# What are the best additions/upgrades you've made to your haunt?



## charlie (Jul 9, 2007)

I'm curious to see what people say - and hopefully discover some things I'm not aware of or haven't given the proper consideration.

As the title says, what is the best addition or upgrade that you've made over the years? It could be a prop or a room - or it could be something more behind the scenes like walkie-talkies for the crew.

To get things started I'll throw out a couple:

- We built a haunted toe-pincher coffin that lights up and slams open/shut using a wiper motor. After the first year, we began using it as the 'ready signal' to send in the next group. I bought a wireless controlled power switch (designed for Christmas lights) and am able to turn it off and on from inside the haunt. Being able to signal without sticking my head out or breaking character was a huge improvement for us.

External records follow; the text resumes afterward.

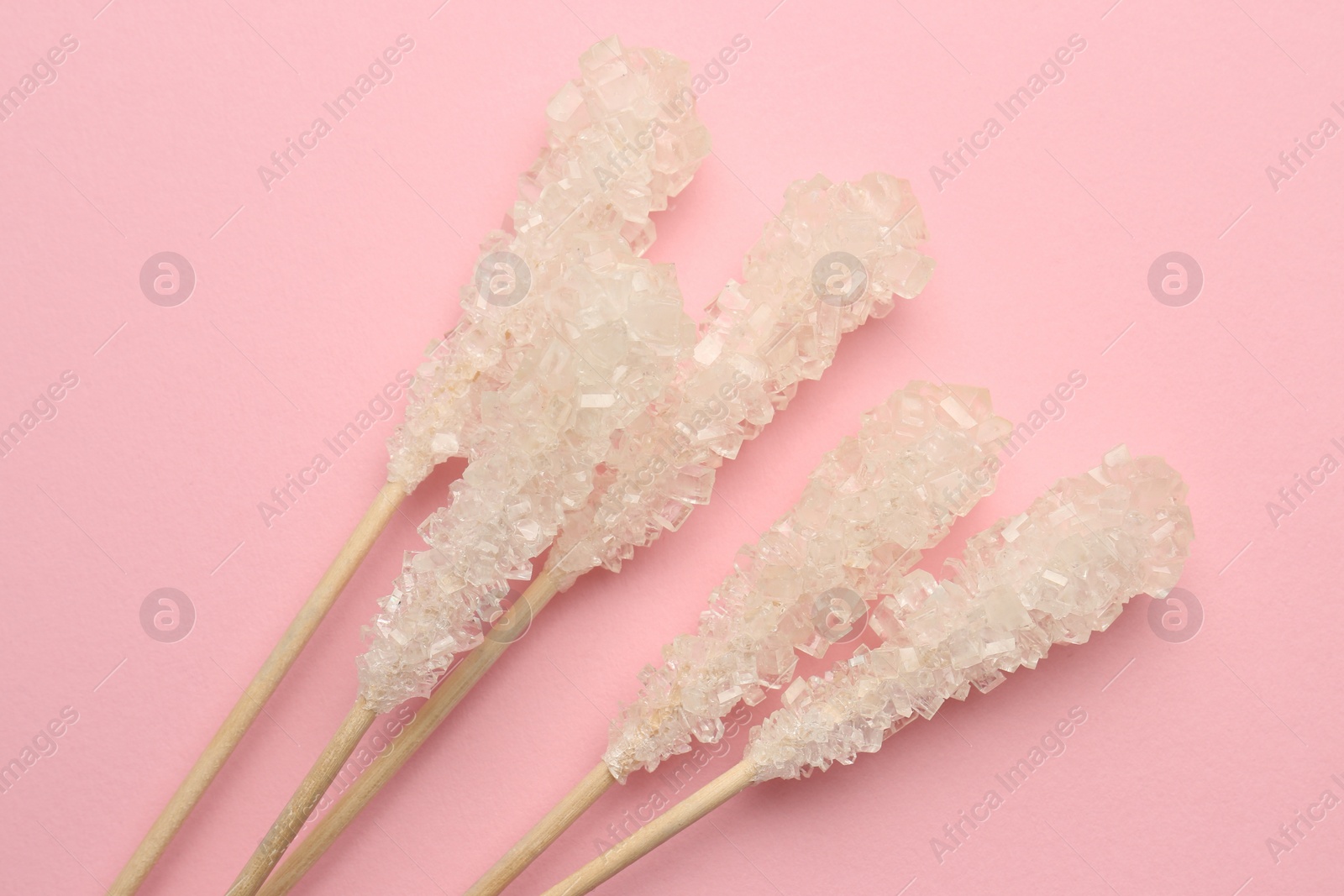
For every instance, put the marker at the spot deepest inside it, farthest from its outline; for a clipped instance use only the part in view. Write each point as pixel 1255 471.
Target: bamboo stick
pixel 544 833
pixel 296 812
pixel 658 832
pixel 429 716
pixel 259 691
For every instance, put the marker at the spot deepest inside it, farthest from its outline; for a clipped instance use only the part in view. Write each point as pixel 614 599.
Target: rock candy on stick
pixel 1054 574
pixel 761 338
pixel 921 459
pixel 600 335
pixel 633 103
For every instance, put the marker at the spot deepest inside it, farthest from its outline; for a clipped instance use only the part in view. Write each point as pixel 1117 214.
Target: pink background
pixel 312 296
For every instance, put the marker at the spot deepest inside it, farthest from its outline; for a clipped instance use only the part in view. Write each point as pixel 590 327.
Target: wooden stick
pixel 658 832
pixel 429 716
pixel 544 833
pixel 259 692
pixel 296 812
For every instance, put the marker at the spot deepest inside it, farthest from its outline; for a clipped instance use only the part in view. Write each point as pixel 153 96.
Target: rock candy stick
pixel 921 459
pixel 774 329
pixel 596 335
pixel 1050 575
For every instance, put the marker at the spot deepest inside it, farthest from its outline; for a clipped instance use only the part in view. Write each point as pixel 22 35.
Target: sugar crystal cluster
pixel 921 459
pixel 1054 574
pixel 622 139
pixel 761 338
pixel 543 385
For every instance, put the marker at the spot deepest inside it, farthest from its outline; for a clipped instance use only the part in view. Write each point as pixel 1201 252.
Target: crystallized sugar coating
pixel 622 139
pixel 1054 574
pixel 921 459
pixel 759 342
pixel 600 333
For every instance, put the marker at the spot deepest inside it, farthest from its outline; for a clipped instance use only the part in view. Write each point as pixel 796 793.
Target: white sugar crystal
pixel 992 616
pixel 573 201
pixel 864 516
pixel 738 376
pixel 534 391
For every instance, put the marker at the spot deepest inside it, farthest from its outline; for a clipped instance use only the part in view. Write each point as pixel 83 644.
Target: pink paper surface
pixel 315 291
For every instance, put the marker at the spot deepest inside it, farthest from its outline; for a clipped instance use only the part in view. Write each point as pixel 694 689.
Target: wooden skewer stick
pixel 429 716
pixel 658 832
pixel 296 812
pixel 544 833
pixel 259 691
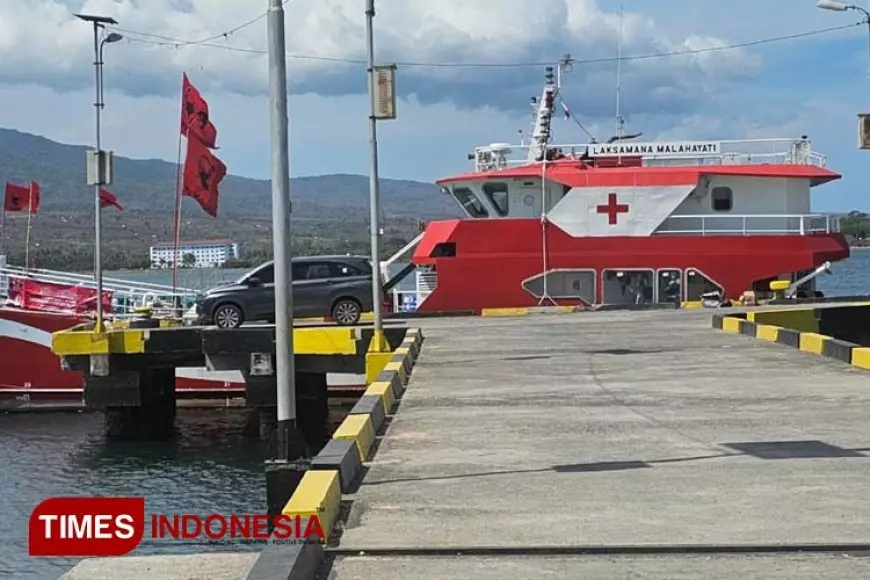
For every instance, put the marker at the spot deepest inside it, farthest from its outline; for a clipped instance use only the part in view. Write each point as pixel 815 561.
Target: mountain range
pixel 149 185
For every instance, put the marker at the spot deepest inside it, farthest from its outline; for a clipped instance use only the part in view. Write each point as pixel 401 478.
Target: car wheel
pixel 346 312
pixel 228 316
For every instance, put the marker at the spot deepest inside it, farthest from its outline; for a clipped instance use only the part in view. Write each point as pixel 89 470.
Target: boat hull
pixel 29 371
pixel 488 262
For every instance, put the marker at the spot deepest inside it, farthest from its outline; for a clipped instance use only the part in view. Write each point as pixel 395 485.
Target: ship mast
pixel 544 119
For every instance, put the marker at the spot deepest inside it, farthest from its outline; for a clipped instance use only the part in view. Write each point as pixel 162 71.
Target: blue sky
pixel 813 86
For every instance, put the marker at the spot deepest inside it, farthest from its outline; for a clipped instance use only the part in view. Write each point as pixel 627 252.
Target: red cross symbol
pixel 612 208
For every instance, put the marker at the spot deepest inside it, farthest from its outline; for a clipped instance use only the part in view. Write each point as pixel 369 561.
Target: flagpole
pixel 177 233
pixel 27 235
pixel 3 230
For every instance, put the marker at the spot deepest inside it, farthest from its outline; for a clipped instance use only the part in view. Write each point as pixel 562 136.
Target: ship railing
pixel 127 296
pixel 733 152
pixel 750 225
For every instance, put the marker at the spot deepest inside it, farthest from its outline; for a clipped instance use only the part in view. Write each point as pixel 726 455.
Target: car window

- One of our volunteers has an old windowless van used for hauling lawn mowers around. We began incorporating it into the haunt and the results have been fantastic. It is menacing, provides a nice obstacle for the TOTs and a few good hiding places to jump out from.

charlie


----------



## RoxyBlue (Oct 6, 2008)

We phased out the cheesy last minute cardboard tombstones we made when we were first setting up a yard display years ago The initial replacements were store-bought, but now we make nearly all our tombstones.


----------



## EverydayisHalloween311 (Oct 14, 2011)

Yea this is only my second year and i'm pretty excited. Last year it was just a small garage walk through with a black plastic facade on the front painted like an old haunted house. This year we are adding big scarecrows, lighting , a big fun inflatable entrance for the tot's to enjoy and a mini corn maze


----------



## Warrant2000 (Oct 8, 2008)

Spent several hundred $$ on laboratory equipment and props to beef up the mad scientist lab. Real beakers (suprisingly not cheap), plasma disk, built a large power panel, lights, skeletons, lasers, industrial light fixtures. (2011 link in my sig).


----------



## Lunatic (Oct 3, 2006)

Not be a brown-noser but joining Haunt Forum was the best upgrade I made overall. I've been exposed to more talent and ideas than what I ever expected. My first major upgrade was building a fog chiller back in 2006. After that it was animated props.

Thanks to Zombie-F and all the members!


----------



## CoolDJTV (Jun 28, 2011)

pneumatics!


----------



## corey872 (Jan 10, 2010)

I'd say the best thing was developing a cheap and workable tea light hack to have flickering basically equivalent to a candle. Once that happened, it opened the door to dozens of uses...pumpkins, candelabras, various decorations, wall sconces, individual candlesticks. To me, nothing says 'Halloween' more than having rooms, walkways, graveyards, and most everything else lit by candlelight.


----------



## highbury (Nov 5, 2009)

I think my biggest upgrade (besides my home made tombstones and 8-foot tall obelisk) was investing in some good LED spotlights. Great lighting in a home haunt makes all the difference in the world and you can really create a spooky atmosphere just by mixing the right colors and shadows.

Oh, and joining HauntForum...


----------



## jaege (Aug 23, 2009)

Lunatic said:


> Not be a brown-noser but joining Haunt Forum was the best upgrade I made overall. I've been exposed to more talent and ideas than what I ever expected. My first major upgrade was building a fog chiller back in 2006. After that it was animated props.
> 
> Thanks to Zombie-F and all the members!


I will have to second that. My display has improved from a bunch of typical store bought static props to a huge animated graveyard/pumpkin patch, with trick lighting. I have plans to expand to a sound/light show via LOR. None of that would or could have happened without all the great ideas I have gleaned from this forum and the support and advice from its members.


----------